Any team can win the Pennant on opening day, maybe even the World Series. The worst team in the league can be at 500 in mere days. The coaches have winning records, and the pitchers have great stats. Every batter can be Babe Ruth, every fielder Jackie Robinson, on opening day.

If they can be all things, then so can we. At least that is our hope each and every spring.

To be on the safe side, we throw up a silent prayer along with our hopes, "Please do not break our hearts this season!" How well we remember last year when our home team had an indescribably miserable and embarrassing record, we lament.

Let's face it. Some years, it is nearly impossible to be a fan. We pray it will not be such a year.   We pray hard.

"No more 3 to 2 losses in the ninth, please," we beg.

"No more pitchers losing their groove."

"No more batting slumps by our star hitter."

Ernest Lawrence Thayer understood our baseball psyche, our worries, and desperate baseball prayers such as these as long ago as 1888. That is when he wrote "Casey at the Bat", the single most famous baseball poem ever written. "Casey at the Bat" was first published June 3, 1888, in the San Francisco Examiner .

Another writer Albert Spalding once wrote of it, "Love has its sonnets galore. War has its epics in heroic verse. Tragedy, its somber story in measured lines. Baseball has Casey at the Bat."

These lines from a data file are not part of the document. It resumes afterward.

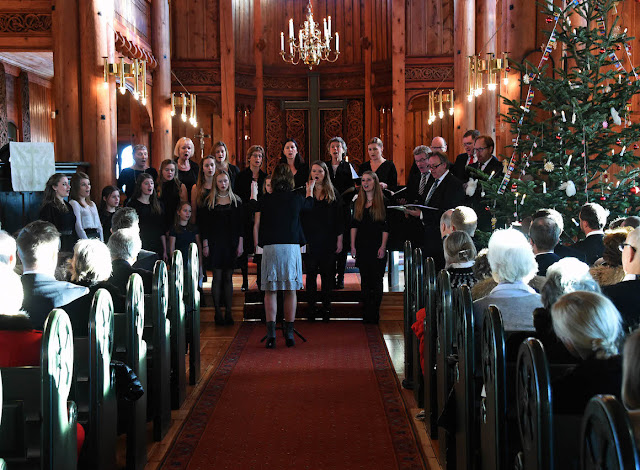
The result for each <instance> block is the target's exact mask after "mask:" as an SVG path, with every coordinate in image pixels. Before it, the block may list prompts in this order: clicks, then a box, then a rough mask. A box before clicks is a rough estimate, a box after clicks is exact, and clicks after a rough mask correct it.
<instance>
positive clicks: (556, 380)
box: [551, 291, 622, 415]
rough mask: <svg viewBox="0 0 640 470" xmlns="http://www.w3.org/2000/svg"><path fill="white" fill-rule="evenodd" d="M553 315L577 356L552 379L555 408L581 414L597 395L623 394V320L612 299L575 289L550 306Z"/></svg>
mask: <svg viewBox="0 0 640 470" xmlns="http://www.w3.org/2000/svg"><path fill="white" fill-rule="evenodd" d="M551 318H552V320H553V329H554V331H555V333H556V336H557V337H558V339H560V341H562V343H563V344H564V345H565V347H566V348H567V349H568V350H569V352H570V353H571V354H573V355H574V356H575V357H576V358H578V364H577V366H576V367H575V368H572V369H570V370H569V371H568V372H567V373H566V374H565V375H563V376H561V377H558V378H557V379H556V380H553V381H552V383H551V397H552V401H553V412H554V413H556V414H578V415H581V414H583V413H584V409H585V407H586V406H587V403H588V401H589V400H590V399H591V398H592V397H593V396H594V395H598V394H610V395H615V396H616V397H618V398H620V394H621V388H622V358H621V356H620V355H619V354H618V340H619V338H620V335H621V333H622V326H621V323H622V320H621V318H620V313H619V312H618V310H617V309H616V307H615V306H614V305H613V303H612V302H611V301H610V300H609V299H607V298H606V297H605V296H603V295H600V294H597V293H595V292H586V291H579V292H572V293H569V294H565V295H563V296H562V297H560V299H558V301H557V302H556V303H555V304H554V305H553V306H552V307H551Z"/></svg>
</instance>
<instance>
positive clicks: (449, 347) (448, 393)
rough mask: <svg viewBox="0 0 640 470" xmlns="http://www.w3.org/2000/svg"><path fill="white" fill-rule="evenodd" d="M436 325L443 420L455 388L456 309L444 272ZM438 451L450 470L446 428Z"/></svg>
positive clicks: (440, 272)
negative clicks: (438, 450)
mask: <svg viewBox="0 0 640 470" xmlns="http://www.w3.org/2000/svg"><path fill="white" fill-rule="evenodd" d="M436 292H437V296H436V321H437V329H438V338H437V340H436V371H437V375H438V378H437V384H438V385H437V391H438V392H437V395H438V408H437V414H436V416H438V417H439V416H440V415H441V414H442V412H443V411H444V409H445V405H446V403H447V399H448V398H449V393H450V392H451V389H452V388H453V383H454V377H453V367H452V365H453V363H452V361H451V358H452V356H453V353H454V351H453V325H454V318H453V305H452V295H451V280H450V278H449V272H448V271H447V270H445V269H443V270H442V271H440V273H439V274H438V278H437V281H436ZM438 427H439V428H440V429H438V450H439V454H440V458H439V459H438V460H439V462H440V466H441V467H442V468H447V459H448V458H451V457H452V455H451V452H452V450H453V445H452V439H453V436H451V435H450V434H449V433H448V432H447V431H446V430H445V429H444V428H443V427H442V426H438Z"/></svg>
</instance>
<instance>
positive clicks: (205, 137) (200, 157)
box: [194, 127, 211, 159]
mask: <svg viewBox="0 0 640 470" xmlns="http://www.w3.org/2000/svg"><path fill="white" fill-rule="evenodd" d="M194 137H195V138H196V139H198V140H199V141H200V158H201V159H202V158H204V139H210V138H211V135H209V134H205V133H204V129H203V128H202V127H201V128H200V132H198V133H197V134H196V135H194Z"/></svg>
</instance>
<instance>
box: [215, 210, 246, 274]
mask: <svg viewBox="0 0 640 470" xmlns="http://www.w3.org/2000/svg"><path fill="white" fill-rule="evenodd" d="M211 221H212V223H213V227H216V229H215V230H212V231H210V232H209V237H208V240H209V252H210V256H211V266H212V267H213V268H214V269H216V268H218V269H233V267H234V265H235V261H236V254H237V249H238V242H239V240H240V237H241V236H242V229H243V225H242V221H243V220H242V203H239V204H238V205H237V206H236V205H234V204H216V205H215V206H214V208H213V210H212V211H211Z"/></svg>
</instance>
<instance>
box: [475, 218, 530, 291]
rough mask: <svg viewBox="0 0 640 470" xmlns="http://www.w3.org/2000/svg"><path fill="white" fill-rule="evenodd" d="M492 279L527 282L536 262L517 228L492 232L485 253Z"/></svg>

In his legendary poem, Thayer describes a baseball hero, the mighty Casey who is advancing to the bat just in time to save the day for Mudville's home team.

It is fun to remember some of the poem's perfectly written verses. Here are some excerpts:

"The outlook wasn't brilliant for the Mudville nine that day.

The score stood four to two, with but one inning more to play...

A sickly silence fell upon the patrons of the game

A straggling few got up to go in deep despair.

The rest clung to the hope that springs eternal in the human breast;

They thought, if only Casey could get but a whack at that,

We'd put up even money, now, with Casey at the bat...

Close by the sturdy batsman the ball unheeded sped,

'That ain't my style,' said Casey. 'Strike one,' the umpire said...

He signaled to the pitcher, and once more the spheroid flew;

But Casey still ignored it and the umpire said, 'Strike two'..."

Thus the legendary story goes, but let us pretend we don't know how badly the game ended.

After all, it is April. Baseball season has just begun and all things are possible once again.

Case in point. I have the fever and cannot for the life of me resist saying one more time "How about those Royals."